Do it, Mr. Malleson. Do all you can for him. Get every one else to do everything in their power to hold up his hands in this splendid fight he's making against aristocratic tyranny."

"I will, Mrs. Bradley. You can rest assured that my hat's in the ring for him. I'll go see him this morning and ask what I can do. No, I can't see him this morning. I promised Jane Chichester to take her out in my car to Blooming Grove, and I suppose I've got to do it, or I won't hear the end of it. But I'm with him, Mrs. Bradley, heart and soul."

She smiled again, and rose and gave him her hand.

"Thank you so much!" she said as she permitted her hand to remain in his grasp. "You are a real crusader."

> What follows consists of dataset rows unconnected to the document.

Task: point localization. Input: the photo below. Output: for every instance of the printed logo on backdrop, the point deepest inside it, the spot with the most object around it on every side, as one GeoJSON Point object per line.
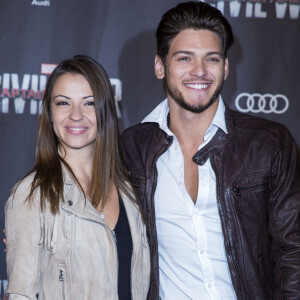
{"type": "Point", "coordinates": [23, 94]}
{"type": "Point", "coordinates": [258, 103]}
{"type": "Point", "coordinates": [41, 2]}
{"type": "Point", "coordinates": [288, 9]}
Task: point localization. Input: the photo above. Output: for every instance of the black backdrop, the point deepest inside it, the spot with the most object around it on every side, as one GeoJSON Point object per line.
{"type": "Point", "coordinates": [35, 34]}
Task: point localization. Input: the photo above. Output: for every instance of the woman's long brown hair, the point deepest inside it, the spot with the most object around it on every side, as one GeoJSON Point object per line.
{"type": "Point", "coordinates": [108, 166]}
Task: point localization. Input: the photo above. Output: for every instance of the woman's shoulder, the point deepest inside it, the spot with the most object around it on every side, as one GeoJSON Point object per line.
{"type": "Point", "coordinates": [21, 189]}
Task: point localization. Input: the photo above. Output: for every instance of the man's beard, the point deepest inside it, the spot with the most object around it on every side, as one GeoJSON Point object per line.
{"type": "Point", "coordinates": [179, 99]}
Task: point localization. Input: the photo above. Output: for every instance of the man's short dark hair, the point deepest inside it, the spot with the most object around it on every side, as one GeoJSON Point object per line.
{"type": "Point", "coordinates": [194, 15]}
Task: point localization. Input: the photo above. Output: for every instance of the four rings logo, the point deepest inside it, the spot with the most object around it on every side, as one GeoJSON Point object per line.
{"type": "Point", "coordinates": [257, 103]}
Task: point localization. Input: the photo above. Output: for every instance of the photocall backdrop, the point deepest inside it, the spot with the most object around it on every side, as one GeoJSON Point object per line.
{"type": "Point", "coordinates": [36, 34]}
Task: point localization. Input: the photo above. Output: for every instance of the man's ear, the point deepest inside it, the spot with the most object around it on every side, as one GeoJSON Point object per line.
{"type": "Point", "coordinates": [159, 68]}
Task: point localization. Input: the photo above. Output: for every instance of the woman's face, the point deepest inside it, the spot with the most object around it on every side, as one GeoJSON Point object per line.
{"type": "Point", "coordinates": [73, 113]}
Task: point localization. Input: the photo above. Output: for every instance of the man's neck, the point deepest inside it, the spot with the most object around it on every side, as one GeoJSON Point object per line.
{"type": "Point", "coordinates": [188, 127]}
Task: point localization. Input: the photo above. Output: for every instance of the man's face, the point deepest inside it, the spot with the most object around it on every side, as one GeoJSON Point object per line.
{"type": "Point", "coordinates": [194, 70]}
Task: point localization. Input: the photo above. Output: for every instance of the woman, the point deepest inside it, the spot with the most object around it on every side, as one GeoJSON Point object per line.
{"type": "Point", "coordinates": [73, 227]}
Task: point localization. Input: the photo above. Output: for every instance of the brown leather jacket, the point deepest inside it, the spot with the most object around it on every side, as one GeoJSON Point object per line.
{"type": "Point", "coordinates": [258, 194]}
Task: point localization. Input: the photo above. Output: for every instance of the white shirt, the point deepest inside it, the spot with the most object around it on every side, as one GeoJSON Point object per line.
{"type": "Point", "coordinates": [192, 260]}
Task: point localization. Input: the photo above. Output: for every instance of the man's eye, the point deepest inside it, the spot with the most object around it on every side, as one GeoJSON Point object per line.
{"type": "Point", "coordinates": [213, 59]}
{"type": "Point", "coordinates": [90, 103]}
{"type": "Point", "coordinates": [61, 103]}
{"type": "Point", "coordinates": [183, 58]}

Barry did not know just what a crusader was, but he did know that Mrs. Bradley smiled on him, and looked at him out of eloquent eyes, and he went out from her presence with such a buoyant sensation of pride and happiness as, in all his life before, he had never experienced.

After he had gone the secretary of the Socialist League turned again to her books and papers, but she did not resume her work. Instead she sat staring out through the dim window at the dead-wall across the area. What was there about a dead-wall that could, with such foreboding significance, so hold her gaze?

A woman entered her office and interrupted her musings. She turned toward her visitor impatiently, but not discourteously.

"I have not yet had an opportunity," she said, in answer to the woman's inquiry, "to take up your matter with the directors of the League."

"Then I hope you'll soon find one," was the reply. "You should know that it is of the utmost importance, both to your organization and to ours, that we should know definitely and without delay where you stand in the matter."